Predictive Insights (PI) - Predictive Model Evaluation

edited June 2023 in Best Practices

Model evaluation is the operation through which users can estimate the expected performance of a Predictive Insights (PI) predictive model and assess its effectiveness. Since predictions and account prioritization can play an important role in your sales programs or other business initiatives, model evaluation is key and should be viewed as an integral part of the modeling process.

In this article, we’ll describe three key PI model evaluation techniques.

Model Quality Chart

The model quality chart describes how well does the model generalize data, namely its ability to accurately predict the conversion outcome of new (unseen) accounts. The following section describes the different components of the chart:

  • X axis: Shows the coverage of all of the accounts in the dataset, both customers and prospects, sorted by score in a descending order from left to right. Therefore, for example, the 0.15 mark represents the top 15% scored accounts and the 1.0 mark represents all of the accounts. Note that the A and B rank score range is highlighted in color.
  • Y axis: Shows the recall, or the percentage of customers in the dataset for each value of coverage of all accounts (the X axis). Therefore, for example, the 0.7 mark represents 70% of all customers available in the dataset and the 1.0 mark represents all of the customers.
  • Model line: Shown in orange. Represents the model recall (true positive rate) for every percentage of coverage of the scores. The score values range from 0 to 1.
  • Test line: Shown in red. Represents the recall of the test set. The test set is a random sample of data that PI automatically withholds from the original data in order to estimate the quality of the model after it has been trained. A test set will only be allocated if there is a sufficient number of accounts in the training set (over 140 unique accounts).

In technical terms, the chart represents the recall as a function of the coverage of accounts in the dataset.

Users can evaluate their predictive model by reviewing the model quality chart and consider the following points:

  1. Generally, higher accuracy values indicate that the model is more effective in predicting the conversion outcome for prospective accounts.
  2. The model should have a relatively steep increase in recall as the coverage percentage increases, and maintain a high recall score at the top end of the coverage.
  3. Consider the diagonal from the origin (where the axes intersect) to the top right corner of the graph. If the model's performance falls below the diagonal, it means that the model is performing worse than random chance, and it will most likely require further refinement or taking a different approach in respect to the use case. However, if the model's performance is above the diagonal, it means that the model is performing better than random chance and was able to glean useful information from the data.
  4. Ideally, there should be little to no difference between the performance of the model on the train data and the test data, indicating that the model is neither overfitting nor underfitting. This would be represented by the two lines overlapping or closely following each other throughout the entire range of coverage.
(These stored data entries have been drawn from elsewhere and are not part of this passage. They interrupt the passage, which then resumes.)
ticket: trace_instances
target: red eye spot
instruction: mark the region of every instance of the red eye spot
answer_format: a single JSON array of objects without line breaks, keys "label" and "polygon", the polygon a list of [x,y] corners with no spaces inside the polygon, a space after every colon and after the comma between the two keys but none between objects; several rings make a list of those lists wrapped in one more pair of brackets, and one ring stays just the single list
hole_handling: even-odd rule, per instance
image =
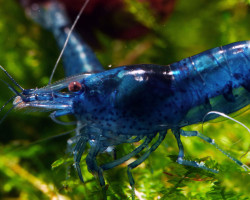
[{"label": "red eye spot", "polygon": [[70,92],[78,92],[82,89],[82,85],[78,81],[73,81],[68,85],[68,89]]}]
Since every business use case and dataset is unique, there are no exact specifications on what the actual accuracy values should be; In some scenarios the model would more easily identify distinct attributes to more effectively distinguish between customers and prospects – which would translate to stronger performance and better accuracy. In other scenarios, high and low accuracy values may indicate overfit and underfit behaviors, respectively.

Score & Rank Distribution

In this evaluation technique we examine the details available in the ‘account prioritization’ tab of the predictive model. We generally wish to see an account distribution where the number of customers is largest for the top rank (A), where the lower the rank is – the smaller the number of customers. The trend should be opposite for prospects, where the number of prospects is largest for the low rank (D), and it gets smaller the higher the rank gets.
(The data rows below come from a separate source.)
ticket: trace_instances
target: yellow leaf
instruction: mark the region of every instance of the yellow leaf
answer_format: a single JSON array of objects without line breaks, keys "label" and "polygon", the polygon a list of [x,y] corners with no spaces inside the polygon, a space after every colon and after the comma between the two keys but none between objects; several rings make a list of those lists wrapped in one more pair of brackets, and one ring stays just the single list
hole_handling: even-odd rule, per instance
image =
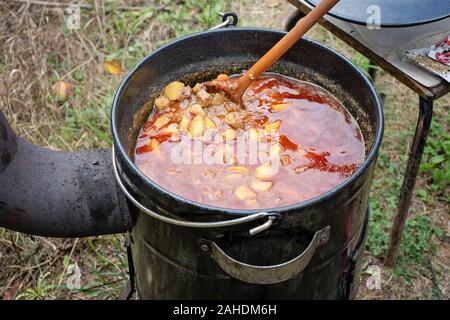
[{"label": "yellow leaf", "polygon": [[53,86],[53,92],[58,101],[64,102],[72,94],[72,85],[65,81],[58,81]]},{"label": "yellow leaf", "polygon": [[106,72],[113,74],[113,75],[119,75],[125,72],[122,64],[117,60],[112,61],[106,61],[105,62],[105,70]]},{"label": "yellow leaf", "polygon": [[280,5],[280,0],[266,0],[266,5],[270,8],[278,7]]}]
Note that for the purpose of this technique the E rank should be ignored as it represents accounts that can’t be scored. Also, this technique applies to the default score thresholds, where the A rank is defined as 85 - 100, B as 60 - 84, C as 40 - 59, and D 1 - 39.

Predictive Score Sampling

Predictive score sampling is a “sanity check” technique in which users evaluate the model by assessing the validity of predictive scores. In order to perform this check, users should go through the following steps:

  1. Export the scored prospect accounts data from PI.
  2. Sort the data by score.
  3. Randomly select 5-10 accounts from the top-scored accounts (90-100) and 5-10 accounts from the low-scored accounts (1-10).
  4. Consider how well do the accounts align with your business goals and check whether they are reasonably scored accordingly.
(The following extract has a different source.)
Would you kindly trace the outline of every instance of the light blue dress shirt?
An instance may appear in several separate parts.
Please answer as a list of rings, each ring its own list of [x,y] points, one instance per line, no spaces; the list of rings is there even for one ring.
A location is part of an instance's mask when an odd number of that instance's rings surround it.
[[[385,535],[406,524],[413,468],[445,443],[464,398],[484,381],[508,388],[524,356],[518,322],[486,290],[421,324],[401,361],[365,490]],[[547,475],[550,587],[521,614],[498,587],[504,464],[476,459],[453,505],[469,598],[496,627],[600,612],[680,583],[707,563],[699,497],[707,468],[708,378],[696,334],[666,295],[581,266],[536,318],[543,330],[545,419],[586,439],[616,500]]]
With effective predictive models we expect the strong-fit accounts and low-fit accounts to be assigned with high and low predictive scores, respectively. The guiding principle is to look for a logical fit but not a perfect fit across all accounts as the models are statistical in nature.

Note that this technique is suitable in instances where users are familiar with the underlying use case and business goals associated with the model.

In summary, we recommend following all three evaluation techniques with every model built with PI. Please note that as with any predictive model – make sure to build it using data that meets the requirements and is suitable for the use case in question.